Randomised clinical trials involving the use of removable or fixed orthodontic appliances intended to distalise upper first molars in children and adolescents.
We used the standard methodological procedures expected by The Cochrane Collaboration. We performed data extraction and assessment of the risk of bias independently and in duplicate. We contacted authors to clarify the inclusion criteria of the studies.
Ten studies, reporting data from 354 participants, were included in this review, the majority of which were carried out in a university dental hospital setting. The studies were published between 2005 and 2011 and were conducted in Europe and in Brazil. The age range of participants was from nine to 15 years, with an even distribution of males and females in seven of the studies, and a slight predominance of female patients in three of the studies. The quality of the studies was generally poor; seven studies were at an overall high risk of bias, three studies were at an unclear risk of bias, and we judged no study to be at low risk of bias.

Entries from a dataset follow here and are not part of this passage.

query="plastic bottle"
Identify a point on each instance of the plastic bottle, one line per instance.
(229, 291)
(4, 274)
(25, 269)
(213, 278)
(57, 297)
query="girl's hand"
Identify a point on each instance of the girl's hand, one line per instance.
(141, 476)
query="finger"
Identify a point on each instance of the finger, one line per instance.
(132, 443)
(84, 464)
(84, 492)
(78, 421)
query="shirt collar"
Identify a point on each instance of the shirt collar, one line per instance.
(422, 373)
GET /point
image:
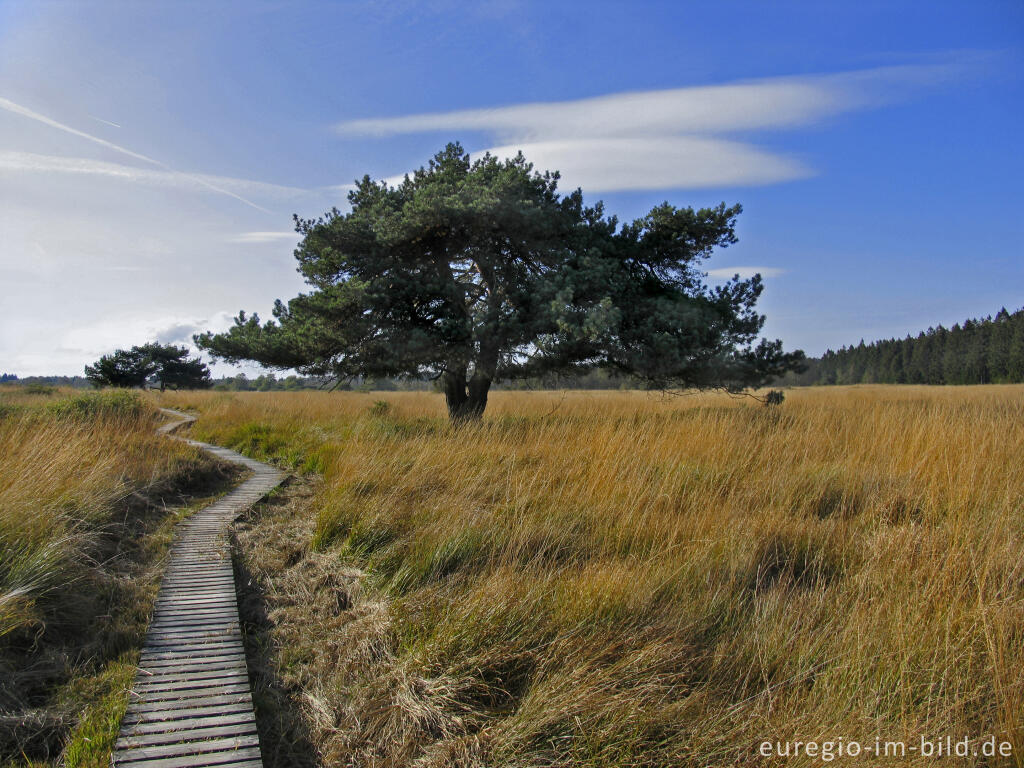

We carried out random-effects meta-analyses as appropriate for the primary clinical outcomes of movement of upper first molars (mm), and loss of anterior anchorage, where there were sufficient data reported in the primary studies. Four studies, involving 159 participants, compared a distalising appliance to an untreated control. Meta-analyses were not undertaken for all primary outcomes due to incomplete reporting of all summary statistics, expected outcomes, and differences between the types of appliances. The degree and direction of molar movement and loss of anterior anchorage varied with the type of appliance. Four studies, involving 150 participants, compared a distalising appliance versus headgear. The mean molar movement for intraoral distalising appliances was -2.20 mm and -1.04 mm for headgear. There was a statistically significant difference in mean distal molar movement (mean difference (MD) -1.45 mm; 95% confidence interval (CI) -2.74 to -0.15) favouring intraoral appliances compared to headgear (four studies, high or unclear risk of bias, 150 participants analysed). However, a statistically significant difference in mean mesial upper incisor movement (MD 1.82 mm; 95% CI 1.39 to 2.24) and overjet (fixed-effect: MD 1.64 mm; 95% CI 1.26 to 2.02; two studies, unclear risk of bias, 70 participants analysed) favoured headgear, i.e. there was less loss of anterior anchorage with headgear. We reported direct comparisons of intraoral appliances narratively due to the variation in interventions (three studies, high or unclear risk of bias, 93 participants randomised). All appliances were reported to provide some degree of distal movement, and loss of anterior anchorage varied with the type of appliance.
No included studies reported on the incidence of adverse effects (harm, injury), number of attendances or rate of non-compliance.